Campaigns are likely to start to amplify such credentials. The smash-hit fantasy Wicked could be seen as an incisive critique of racism and fascism via a green-skinned witch and talking animals.
Indeed it’s hard to identify a film on the shortlist that can’t be interpreted as a salvo against the 47th president. The space opera Dune: Part Two cautions against colonization; The Brutalist is scathing in its portrayal of the way the US treats immigrants. Nickel Boys addresses head-on the institutionalized murder of young Black men in the Jim Crow south. Anora examines sexual exploitation and the wealth divide; The Substance satirizes reality TV’s obsession with eternal youth and Brazil’s I’m Still Here shows what life looks like under military dictatorship.

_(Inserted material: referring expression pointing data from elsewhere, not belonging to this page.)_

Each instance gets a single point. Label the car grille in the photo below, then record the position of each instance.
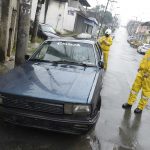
(23, 103)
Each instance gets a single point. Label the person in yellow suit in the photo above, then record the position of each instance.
(105, 43)
(142, 81)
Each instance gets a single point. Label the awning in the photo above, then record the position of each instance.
(85, 3)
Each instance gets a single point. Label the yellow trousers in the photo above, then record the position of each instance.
(105, 54)
(141, 83)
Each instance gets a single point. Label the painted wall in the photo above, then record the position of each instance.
(69, 18)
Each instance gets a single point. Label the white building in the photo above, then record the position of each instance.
(64, 15)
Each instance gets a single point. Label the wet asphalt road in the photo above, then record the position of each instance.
(116, 129)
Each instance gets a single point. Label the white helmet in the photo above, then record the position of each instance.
(108, 31)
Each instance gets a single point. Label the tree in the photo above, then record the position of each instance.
(23, 31)
(36, 20)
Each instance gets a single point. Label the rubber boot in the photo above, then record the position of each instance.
(126, 106)
(138, 111)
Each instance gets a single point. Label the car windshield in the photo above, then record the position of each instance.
(74, 52)
(47, 28)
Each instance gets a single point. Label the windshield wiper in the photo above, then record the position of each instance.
(39, 60)
(73, 62)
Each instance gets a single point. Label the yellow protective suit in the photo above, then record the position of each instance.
(105, 43)
(142, 81)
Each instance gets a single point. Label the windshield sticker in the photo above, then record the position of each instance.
(69, 44)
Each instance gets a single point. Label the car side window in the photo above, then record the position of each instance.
(98, 52)
(99, 48)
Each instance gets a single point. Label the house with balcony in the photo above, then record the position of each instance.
(66, 16)
(143, 32)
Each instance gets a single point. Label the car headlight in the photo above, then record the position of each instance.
(77, 109)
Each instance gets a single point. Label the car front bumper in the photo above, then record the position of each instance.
(29, 119)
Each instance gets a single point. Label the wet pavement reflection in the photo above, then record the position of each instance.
(116, 128)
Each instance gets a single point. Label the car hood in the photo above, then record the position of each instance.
(47, 81)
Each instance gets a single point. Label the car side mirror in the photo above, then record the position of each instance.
(27, 57)
(101, 64)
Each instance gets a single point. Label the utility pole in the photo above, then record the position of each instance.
(23, 31)
(108, 1)
(4, 28)
(103, 17)
(36, 20)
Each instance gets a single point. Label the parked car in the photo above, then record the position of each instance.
(57, 88)
(131, 38)
(45, 31)
(143, 49)
(135, 43)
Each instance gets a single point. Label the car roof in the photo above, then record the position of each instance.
(72, 40)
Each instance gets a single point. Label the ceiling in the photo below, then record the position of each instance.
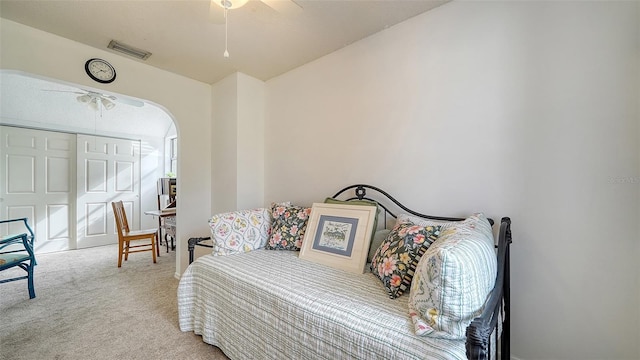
(184, 38)
(33, 102)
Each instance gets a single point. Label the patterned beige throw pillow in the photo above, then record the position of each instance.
(240, 231)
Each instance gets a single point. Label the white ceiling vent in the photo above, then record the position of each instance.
(128, 50)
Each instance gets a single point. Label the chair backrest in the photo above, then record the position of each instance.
(121, 217)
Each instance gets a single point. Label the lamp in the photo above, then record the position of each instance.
(228, 5)
(93, 104)
(84, 98)
(107, 104)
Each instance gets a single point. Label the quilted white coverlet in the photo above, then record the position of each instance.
(268, 304)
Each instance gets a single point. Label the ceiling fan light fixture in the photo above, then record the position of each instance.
(107, 104)
(93, 104)
(84, 98)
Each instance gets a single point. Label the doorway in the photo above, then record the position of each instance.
(64, 184)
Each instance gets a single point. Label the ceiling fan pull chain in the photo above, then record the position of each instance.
(226, 21)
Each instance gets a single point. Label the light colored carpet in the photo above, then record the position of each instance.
(88, 308)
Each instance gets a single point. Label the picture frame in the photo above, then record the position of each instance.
(338, 235)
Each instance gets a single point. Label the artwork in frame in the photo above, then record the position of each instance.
(338, 235)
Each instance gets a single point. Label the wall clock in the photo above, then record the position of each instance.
(100, 70)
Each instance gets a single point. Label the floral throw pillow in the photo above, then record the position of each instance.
(287, 227)
(395, 260)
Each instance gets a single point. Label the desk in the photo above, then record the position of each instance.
(166, 221)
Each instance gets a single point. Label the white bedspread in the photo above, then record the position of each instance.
(269, 304)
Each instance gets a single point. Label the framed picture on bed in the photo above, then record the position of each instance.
(338, 235)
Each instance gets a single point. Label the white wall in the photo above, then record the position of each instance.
(225, 137)
(520, 109)
(187, 101)
(238, 143)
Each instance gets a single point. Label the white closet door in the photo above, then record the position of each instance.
(108, 170)
(37, 181)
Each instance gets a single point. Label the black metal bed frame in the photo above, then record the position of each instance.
(495, 320)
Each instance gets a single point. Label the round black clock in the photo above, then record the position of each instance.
(100, 70)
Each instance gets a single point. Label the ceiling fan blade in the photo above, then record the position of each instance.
(127, 101)
(66, 91)
(285, 7)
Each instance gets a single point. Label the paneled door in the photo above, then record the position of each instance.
(108, 170)
(37, 181)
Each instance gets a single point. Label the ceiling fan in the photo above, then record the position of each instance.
(219, 10)
(96, 101)
(217, 7)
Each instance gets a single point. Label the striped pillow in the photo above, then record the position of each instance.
(453, 279)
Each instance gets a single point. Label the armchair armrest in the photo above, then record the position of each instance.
(196, 241)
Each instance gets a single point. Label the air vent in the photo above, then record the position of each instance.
(131, 51)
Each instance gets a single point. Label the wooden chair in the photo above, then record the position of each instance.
(125, 236)
(17, 251)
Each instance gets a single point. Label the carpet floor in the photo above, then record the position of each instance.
(88, 308)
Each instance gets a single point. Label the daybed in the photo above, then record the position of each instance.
(255, 303)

Writing in the New Yorker after this year’s nominations, the critic Richard Brody said the “members of the Academy have, in effect, responded to the natural and political disasters of the moment in the name of solidarity.”
“A remarkable consensus has crystallized among a small number of movies that, in one way or another … embody, display, or at least appear to celebrate the liberal values of pluralism, equality, and resistance to the arrogance of power, be it political or economic. This time around, the Oscars are circling the wagons.”